« Dépouillez le sionisme du principe territorial et vous avez détruit son caractère et effacé ce qui le distingue des périodes précédentes ». C’est ainsi que l’essayiste Jacob Klatzkin (1882-1948) définit l’originalité de l’entreprise sioniste : la reconstruction de la nation juive passe par son regroupement territorial, à l’intérieur d’un espace souverain. Le sionisme se présente, ainsi, comme un projet avant tout géographique. Pour reprendre une formule alors en vogue : il s’agit pour les Juifs d’échanger beaucoup d’histoire contre un peu de géographie. Pourtant cette stabilisation spatiale est restée jusqu’à nos jours précaire.

L’oubli des frontières

 

Au départ, il existe une véritable indétermination territoriale puisque le promoteur du sionisme, Theodor Herzl, tout entier tendu vers l’objectif central de restauration d’une souveraineté politique juive, tient le lieu de sa réalisation comme secondaire. Dans L’État des Juifs, le manifeste fondateur du sionisme, publié en 1896, il s’interroge ouvertement sur les avantages respectifs de la Palestine et de l’Argentine avant de considérer la proposition britannique d’établir un foyer juif en Ouganda. Cette hésitation originelle cesse en 1905, après le décès de Herzl et le cap est définitivement mis sur la Palestine, sans pour autant que l’hypothèque territoriale ne soit levée. Le sionisme est, en effet, un nationalisme totalement sui generis : il réclame pour le peuple juif, qui résidait alors à 99% en diaspora, une terre sur laquelle les Juifs ne constituaient qu’une minorité de 5%. Transformer les termes de cette équation totalement défavorable exigeait concomitamment l’immigration régulière de Juifs et la consolidation d’une assise territoriale en Palestine.
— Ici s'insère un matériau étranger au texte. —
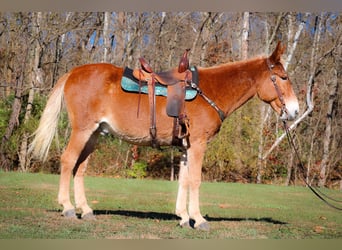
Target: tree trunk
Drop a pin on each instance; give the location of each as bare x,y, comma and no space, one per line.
327,134
106,37
35,80
244,36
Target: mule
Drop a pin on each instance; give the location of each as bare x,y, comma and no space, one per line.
96,104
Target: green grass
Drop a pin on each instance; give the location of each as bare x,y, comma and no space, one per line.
144,209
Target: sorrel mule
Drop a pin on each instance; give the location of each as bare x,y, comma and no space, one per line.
96,103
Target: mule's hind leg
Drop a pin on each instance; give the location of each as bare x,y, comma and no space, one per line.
79,170
195,158
69,159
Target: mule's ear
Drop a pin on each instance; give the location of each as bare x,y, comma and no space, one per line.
277,53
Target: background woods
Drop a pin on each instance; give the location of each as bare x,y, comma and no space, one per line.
37,48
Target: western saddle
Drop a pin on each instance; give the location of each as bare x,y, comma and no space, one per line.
176,81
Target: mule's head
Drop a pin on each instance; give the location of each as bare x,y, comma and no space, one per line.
276,87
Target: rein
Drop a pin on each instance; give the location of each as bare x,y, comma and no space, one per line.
316,191
206,98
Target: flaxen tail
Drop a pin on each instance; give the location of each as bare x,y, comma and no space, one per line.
46,130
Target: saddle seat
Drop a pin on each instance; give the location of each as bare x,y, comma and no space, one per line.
175,80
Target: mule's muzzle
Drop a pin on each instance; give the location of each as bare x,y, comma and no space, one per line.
290,111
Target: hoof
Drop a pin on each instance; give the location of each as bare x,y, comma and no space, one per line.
185,224
70,214
204,226
88,216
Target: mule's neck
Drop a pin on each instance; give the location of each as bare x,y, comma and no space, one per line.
231,85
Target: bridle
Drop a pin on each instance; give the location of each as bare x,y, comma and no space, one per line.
315,190
279,93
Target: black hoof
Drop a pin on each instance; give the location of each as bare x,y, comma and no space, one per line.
88,216
204,226
185,224
70,214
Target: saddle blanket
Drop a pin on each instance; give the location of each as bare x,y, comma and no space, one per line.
130,84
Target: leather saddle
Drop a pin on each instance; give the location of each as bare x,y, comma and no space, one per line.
176,81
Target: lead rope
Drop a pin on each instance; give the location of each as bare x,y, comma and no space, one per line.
316,191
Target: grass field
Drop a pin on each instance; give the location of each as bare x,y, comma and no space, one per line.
144,209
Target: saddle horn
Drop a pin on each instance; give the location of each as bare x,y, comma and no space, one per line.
184,62
145,66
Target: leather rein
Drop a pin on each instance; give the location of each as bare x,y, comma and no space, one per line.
315,190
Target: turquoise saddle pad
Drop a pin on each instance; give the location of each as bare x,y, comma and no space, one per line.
130,84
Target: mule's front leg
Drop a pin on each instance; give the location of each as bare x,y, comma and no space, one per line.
181,209
195,158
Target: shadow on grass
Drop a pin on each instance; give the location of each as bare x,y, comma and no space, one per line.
171,217
168,216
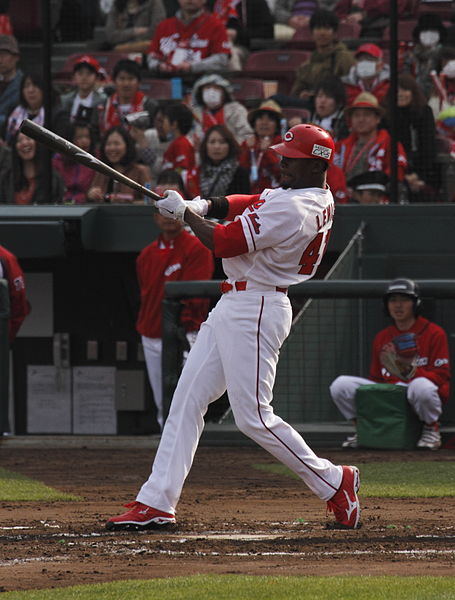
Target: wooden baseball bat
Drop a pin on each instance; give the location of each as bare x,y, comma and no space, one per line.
59,144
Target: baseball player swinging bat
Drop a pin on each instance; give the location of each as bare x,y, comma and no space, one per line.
59,144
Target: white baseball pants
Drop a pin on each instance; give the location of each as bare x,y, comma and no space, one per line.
152,353
422,395
237,349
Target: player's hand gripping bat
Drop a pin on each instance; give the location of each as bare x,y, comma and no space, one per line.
58,144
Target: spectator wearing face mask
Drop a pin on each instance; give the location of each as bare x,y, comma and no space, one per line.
443,78
214,104
369,74
429,36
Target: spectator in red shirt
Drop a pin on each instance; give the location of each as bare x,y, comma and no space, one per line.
76,176
180,155
367,148
373,15
194,40
19,307
127,97
262,163
369,74
175,256
426,377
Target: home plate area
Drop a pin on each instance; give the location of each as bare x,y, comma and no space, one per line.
232,518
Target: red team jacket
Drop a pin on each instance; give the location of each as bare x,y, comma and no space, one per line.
202,37
268,165
181,156
433,355
183,259
19,307
378,154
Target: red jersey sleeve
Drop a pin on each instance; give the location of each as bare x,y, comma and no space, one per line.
229,240
180,154
198,266
238,203
154,48
375,366
219,41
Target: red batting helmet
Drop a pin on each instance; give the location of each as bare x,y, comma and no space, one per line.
306,141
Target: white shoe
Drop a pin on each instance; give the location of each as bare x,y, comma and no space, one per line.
350,442
430,438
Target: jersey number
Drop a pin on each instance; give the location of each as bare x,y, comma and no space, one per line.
312,253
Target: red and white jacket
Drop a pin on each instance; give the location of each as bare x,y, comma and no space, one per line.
184,258
175,42
267,162
433,355
276,238
378,154
113,113
19,307
180,155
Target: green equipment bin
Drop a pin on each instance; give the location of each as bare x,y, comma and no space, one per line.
385,419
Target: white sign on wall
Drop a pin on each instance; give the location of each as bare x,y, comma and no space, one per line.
94,410
48,399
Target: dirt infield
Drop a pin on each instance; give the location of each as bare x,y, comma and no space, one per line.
231,519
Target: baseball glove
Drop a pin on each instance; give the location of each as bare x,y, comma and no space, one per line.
399,356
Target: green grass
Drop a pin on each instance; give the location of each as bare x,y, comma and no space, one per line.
395,479
232,587
15,487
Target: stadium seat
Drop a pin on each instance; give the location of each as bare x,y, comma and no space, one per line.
445,9
160,89
275,60
26,19
247,90
404,31
107,61
279,65
346,31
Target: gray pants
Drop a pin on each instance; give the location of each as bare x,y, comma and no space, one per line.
422,395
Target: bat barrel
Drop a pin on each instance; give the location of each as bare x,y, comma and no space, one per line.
59,144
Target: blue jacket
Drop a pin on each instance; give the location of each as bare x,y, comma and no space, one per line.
10,97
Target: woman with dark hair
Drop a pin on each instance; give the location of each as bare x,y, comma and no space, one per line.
31,106
77,177
416,130
29,173
118,151
213,103
133,23
262,163
329,103
220,173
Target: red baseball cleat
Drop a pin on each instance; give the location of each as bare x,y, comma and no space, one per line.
141,516
345,504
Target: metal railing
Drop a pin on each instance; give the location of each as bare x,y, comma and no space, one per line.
4,355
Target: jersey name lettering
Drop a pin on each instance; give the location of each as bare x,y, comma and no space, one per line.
327,215
254,218
255,205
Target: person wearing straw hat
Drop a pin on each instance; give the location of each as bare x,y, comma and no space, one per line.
262,163
368,74
367,148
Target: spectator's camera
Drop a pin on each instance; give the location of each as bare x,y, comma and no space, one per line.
140,119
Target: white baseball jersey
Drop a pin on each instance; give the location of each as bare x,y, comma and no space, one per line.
279,239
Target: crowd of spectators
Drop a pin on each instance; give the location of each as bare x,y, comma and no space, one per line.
216,143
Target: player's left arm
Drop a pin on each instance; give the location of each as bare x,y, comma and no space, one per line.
438,368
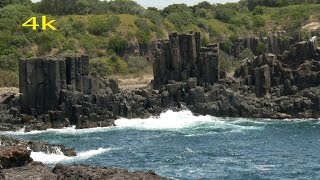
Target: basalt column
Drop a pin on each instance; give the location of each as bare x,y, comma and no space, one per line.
180,58
41,81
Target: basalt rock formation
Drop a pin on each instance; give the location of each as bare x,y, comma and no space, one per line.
276,44
181,58
185,75
16,164
37,146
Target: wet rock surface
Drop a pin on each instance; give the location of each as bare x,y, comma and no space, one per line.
86,172
37,146
14,156
16,164
31,171
185,76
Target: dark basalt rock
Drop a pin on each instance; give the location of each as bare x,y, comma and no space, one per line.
181,58
63,93
36,146
16,164
14,156
83,172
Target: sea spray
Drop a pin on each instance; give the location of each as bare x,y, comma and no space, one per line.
54,158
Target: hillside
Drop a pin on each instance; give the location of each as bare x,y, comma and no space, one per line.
117,37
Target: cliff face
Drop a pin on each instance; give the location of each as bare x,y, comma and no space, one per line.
270,86
181,58
287,74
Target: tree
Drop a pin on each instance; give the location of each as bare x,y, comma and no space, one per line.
175,8
4,3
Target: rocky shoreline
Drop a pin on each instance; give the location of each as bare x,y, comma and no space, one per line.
60,92
16,163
La période du mandat britannique (1920-1948) fut cruciale sur ces deux plans. À la veille de la guerre de 1948, les Juifs constituaient ainsi une forte minorité de 600 000 personnes (un tiers de la population totale), concentrée pour l’essentiel dans la plaine côtière. Par ailleurs, l’organisation sioniste avait développé une stratégie d’emprise territoriale méthodique en multipliant les kibboutzim (villages collectivistes) de façon à marquer humainement le territoire qu’elle revendiquait pour le futur État juif.


Si le souci de l’ancrage territorial a été permanent, car de sa réussite dépendait en grande partie le succès de l’entreprise sioniste, la question des frontières n’a guère préoccupé les dirigeants sionistes. Deux raisons expliquent ce silence. D’abord, le projet prend naissance, au début du XXe siècle, dans un espace moyen-oriental où il n’y a nulle frontière étatique puisqu’il appartient tout entier à l’Empire ottoman. Le projet sioniste se déploie donc, au départ, sans aucune contrainte de frontière. Les dirigeants sionistes réclament, sans succès, en février 1919, un foyer juif sur un territoire très vaste allant de Saïda au nord (actuellement au Liban) à Aqaba au sud, sur la mer Rouge, (actuellement en Jordanie), borné à l’est par le chemin de fer du Hedjaz. Les considérations qui les guident sont fonctionnelles : les frontières devraient être tracées de telle sorte qu’elles permettent de disposer de vastes ressources hydrographiques et foncières. La seconde raison de leur mutisme tient à l’indétermination des limites de cette terre d’Israël (Eretz Israel) sur laquelle ils entendent reconstituer une souveraineté juive. Quelles frontières invoquer alors que le texte biblique attribue trois frontières différentes à la terre d’Israël ? Quelles frontières revendiquer alors que les royaumes juifs ont englobé, tantôt de vastes étendues (sous David et Salomon), tantôt une aire fort modeste (Judée du VIe siècle avant notre ère) ? La terre d’Israël est éminemment paradoxale : son centre est bien localisé (Jérusalem et ses alentours) mais ses limites sont floues, changeantes, malléables. Elle est davantage un lieu symbolique qu’une étendue géographique déterminée.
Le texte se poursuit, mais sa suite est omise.